女将さんの話をまとめると、私の事業で孤児院の子達が実績をあげた事で、テールの政府が動いたらしい。


国立の職業訓練所を立ち上げ、無料で技術指導をする。


学校に通えない貧しい家の子達が、少しでも賃金の高い仕事に就けるようにする為だそうだ。

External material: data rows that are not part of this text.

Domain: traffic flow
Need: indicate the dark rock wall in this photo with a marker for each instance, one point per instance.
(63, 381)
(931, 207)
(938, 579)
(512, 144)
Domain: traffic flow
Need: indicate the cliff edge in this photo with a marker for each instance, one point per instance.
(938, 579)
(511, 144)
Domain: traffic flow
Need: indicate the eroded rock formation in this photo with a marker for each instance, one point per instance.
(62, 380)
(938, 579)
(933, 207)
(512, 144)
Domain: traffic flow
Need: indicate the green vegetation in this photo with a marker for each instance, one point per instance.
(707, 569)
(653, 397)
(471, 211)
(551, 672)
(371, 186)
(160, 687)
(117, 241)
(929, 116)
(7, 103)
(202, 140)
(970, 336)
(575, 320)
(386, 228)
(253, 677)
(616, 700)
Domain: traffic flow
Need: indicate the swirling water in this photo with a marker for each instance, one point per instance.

中には、うちへの就職を見越して、薬草学を学ぶ学科まであるらしい。


テール政府、なかなかやり手ね。


こうなると、子供を娼館に売り払わなくても、生活が成り立つようになる。


訓練所は、父親も母親も、自分達も習わせてくれと願い出ているほど盛況らしい。



「それを、何故私に?」



私が政府に働きかけたわけじゃない。


それに、私が、ここへの出店をやめたからと言って、職業訓練所がなくなるわけでも無い。



「はぁ?何故って…ムカついたんだよ!」



感情的な女将さんらしい一言に、私は、吹き出してしまった。



「プッ…ふふふふふふふふ」



「何、笑ってんだい!」



「いえ…ムカついていらっしゃる割に、表情がとても優しげなので」



カーッと顔を赤くして、女将さんは、目を見開いた。


前世では、収入がなくなろうが、食料がなくなろうが、娼婦を誰一人追い出しはしなかった人。

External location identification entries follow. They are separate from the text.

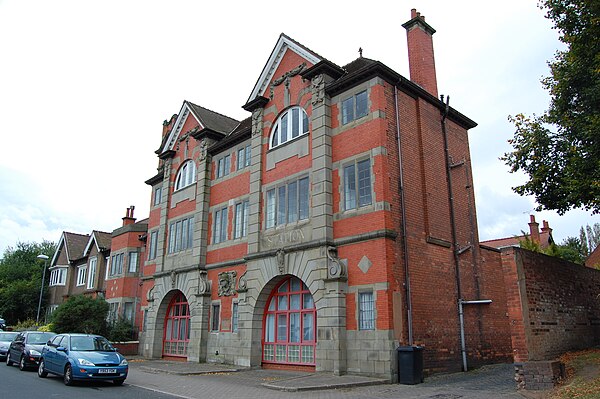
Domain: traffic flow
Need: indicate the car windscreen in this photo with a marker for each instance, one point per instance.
(100, 344)
(7, 337)
(38, 338)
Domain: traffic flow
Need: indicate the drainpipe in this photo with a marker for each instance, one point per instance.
(455, 246)
(404, 235)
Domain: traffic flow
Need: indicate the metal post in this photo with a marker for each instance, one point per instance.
(45, 258)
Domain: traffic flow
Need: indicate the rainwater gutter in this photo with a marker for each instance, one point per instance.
(404, 234)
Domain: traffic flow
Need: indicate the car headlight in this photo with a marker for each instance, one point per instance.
(85, 362)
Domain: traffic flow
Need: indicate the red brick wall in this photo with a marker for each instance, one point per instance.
(553, 304)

最下層まで落ちてしまった女達を、ギリギリの所で守り続けたこの人は、きっと、娼館なんて無ければ無くて良いと思っている。


だから、見定めに来たんだ。


我が『女神の花園』が、これからも営業を存続できるくらい、ちゃんとした店なのか。



「はーーっ、嫌になるね!こんなに図太い奴が店主なら、この店も潰れることはなさそうだね」



折角就職出来ても、貴族の道楽ならば、店が続かなくて、また、失業する。


そうなれば、再び娼館の扉を叩く子も出てくるだろう。



「ご安心ください。泥水を啜ってでも、この店は、潰しませんから」



女将さんの目を見て宣言すると、



「お前さん、本当にお貴族さまかい?一回地獄を見た人間みたいな目をしてるね」



と呟いた。


貴族から娼婦になり、戦争に巻き込まれ、流行病で死んだ過去を地獄と評するのは簡単かもしれない。


しかし、それだけじゃなかった。



「地獄も悪いことばかりじゃない…のかもしれません」



「ふん、小娘が知ったような口を…」



それ以降、女将さんは、何も言わなかった。


ただ、目の前に置かれたケーキを完食し、冷めかけたハーブティーを一気飲みすると店を出て行った。


その後、彼女がどうしているのかは知らない。


ただ、これからも、彼女はずっと私の心の中に生き続けるだろうし、信念を曲げないか見張り続けるだろう。